The man who built the house was Frank Bramer (b. 1834, d.1888), manager of the Warrior Mowing Machine Company here in Little Falls. His daughter Nellie (b. 1864, d. 1906) married Rollin H. Smith (b.1838, d.1911). Upon the death of both her parents, Nellie and Rollin became the inheritors of this house. When Nellie died, Rollin became the sole inheritor of his wife’s property, and decided that when his time came to pass on, he wanted to donate this property to the City of Little Falls to become the public library. In the will dated October 1910, Judge Smith gave his house to the city, provided $10,000 per year for maintenance and upkeep of the property, and $2,000 per year for alterations.

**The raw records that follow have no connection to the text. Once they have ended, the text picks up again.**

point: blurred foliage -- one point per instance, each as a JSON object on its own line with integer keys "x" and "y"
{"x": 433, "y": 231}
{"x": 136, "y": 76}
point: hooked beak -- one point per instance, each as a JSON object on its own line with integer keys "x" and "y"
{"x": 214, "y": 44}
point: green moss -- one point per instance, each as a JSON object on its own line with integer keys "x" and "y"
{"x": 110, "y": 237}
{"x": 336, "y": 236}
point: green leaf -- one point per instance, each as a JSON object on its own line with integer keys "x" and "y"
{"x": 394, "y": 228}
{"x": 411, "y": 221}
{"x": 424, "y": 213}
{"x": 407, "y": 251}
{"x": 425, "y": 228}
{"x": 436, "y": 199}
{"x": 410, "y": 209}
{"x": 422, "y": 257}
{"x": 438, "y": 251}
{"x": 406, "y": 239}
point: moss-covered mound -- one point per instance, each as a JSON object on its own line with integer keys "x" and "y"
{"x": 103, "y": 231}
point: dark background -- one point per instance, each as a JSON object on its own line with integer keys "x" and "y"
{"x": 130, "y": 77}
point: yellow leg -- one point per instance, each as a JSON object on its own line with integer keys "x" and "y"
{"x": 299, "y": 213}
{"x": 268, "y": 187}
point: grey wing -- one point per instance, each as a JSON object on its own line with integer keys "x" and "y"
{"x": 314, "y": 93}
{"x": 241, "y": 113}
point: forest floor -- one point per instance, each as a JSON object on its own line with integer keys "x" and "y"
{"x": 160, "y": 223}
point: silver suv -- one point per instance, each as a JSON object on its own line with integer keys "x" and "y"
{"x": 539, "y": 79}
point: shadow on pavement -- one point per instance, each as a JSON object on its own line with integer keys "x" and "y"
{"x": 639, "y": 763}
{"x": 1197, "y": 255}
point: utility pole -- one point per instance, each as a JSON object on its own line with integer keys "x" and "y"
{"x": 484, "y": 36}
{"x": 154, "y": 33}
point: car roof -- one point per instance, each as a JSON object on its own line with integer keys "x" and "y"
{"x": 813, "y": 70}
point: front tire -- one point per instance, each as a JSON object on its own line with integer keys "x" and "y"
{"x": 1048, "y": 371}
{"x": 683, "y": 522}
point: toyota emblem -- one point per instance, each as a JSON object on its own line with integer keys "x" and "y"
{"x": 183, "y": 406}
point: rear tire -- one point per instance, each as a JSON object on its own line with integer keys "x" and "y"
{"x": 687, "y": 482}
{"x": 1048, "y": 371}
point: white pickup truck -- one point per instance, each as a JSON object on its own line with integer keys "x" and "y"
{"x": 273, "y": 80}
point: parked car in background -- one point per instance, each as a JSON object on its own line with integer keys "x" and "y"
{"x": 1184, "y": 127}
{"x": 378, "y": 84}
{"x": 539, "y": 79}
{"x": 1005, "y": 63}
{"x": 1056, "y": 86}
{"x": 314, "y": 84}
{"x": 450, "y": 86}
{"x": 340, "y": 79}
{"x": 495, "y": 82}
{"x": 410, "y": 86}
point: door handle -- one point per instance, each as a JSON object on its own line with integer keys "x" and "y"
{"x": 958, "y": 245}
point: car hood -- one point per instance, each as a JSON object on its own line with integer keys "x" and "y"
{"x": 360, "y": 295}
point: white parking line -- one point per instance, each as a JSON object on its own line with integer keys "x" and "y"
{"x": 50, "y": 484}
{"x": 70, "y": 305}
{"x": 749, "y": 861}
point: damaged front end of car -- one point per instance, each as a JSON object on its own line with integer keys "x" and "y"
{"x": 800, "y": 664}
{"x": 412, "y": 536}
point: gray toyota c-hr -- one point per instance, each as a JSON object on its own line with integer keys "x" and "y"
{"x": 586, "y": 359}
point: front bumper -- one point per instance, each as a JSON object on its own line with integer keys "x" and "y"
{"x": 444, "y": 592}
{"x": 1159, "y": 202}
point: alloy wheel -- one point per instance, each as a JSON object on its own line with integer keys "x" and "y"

He also donated his own private library at the beginnings of the public library. In addition, he left behind for the public’s enjoyment his wife’s extensive collection of Anglo-American china, an extensive art collection he and his wife accumulated during their marriage, any and all furnishings left after the settlement of his estate, and any surplus monies to be invested for the support of the new library. In his will, Judge Smith specified he wanted the parlor and reading room to remain the same forever-and they have.
The Little Falls Public Library opened in January 1912, with Miss Mabel E. Richards as the sole librarian, at a salary of $37.50 per month. As time went by, the Library Board of Directors increased her salary and added additional staff.
Over the years, the library has seen many renovations and additions. The first major redecoration of the house was undertaken in 1927. A major renovation during the early 1980s resulted in a 2-story extension on the Waverly Place side of the building to house the adult book section and new library entrance. Much attention to detail was paid so that the new additions would blend into the historic old house. At the same time a Community Room was added to the west side of the building, providing a place for large gatherings and entertainments, and an elevator was installed to reach the second floor. In 2020, renovations included new interior decorating, furniture and electrical furnishings.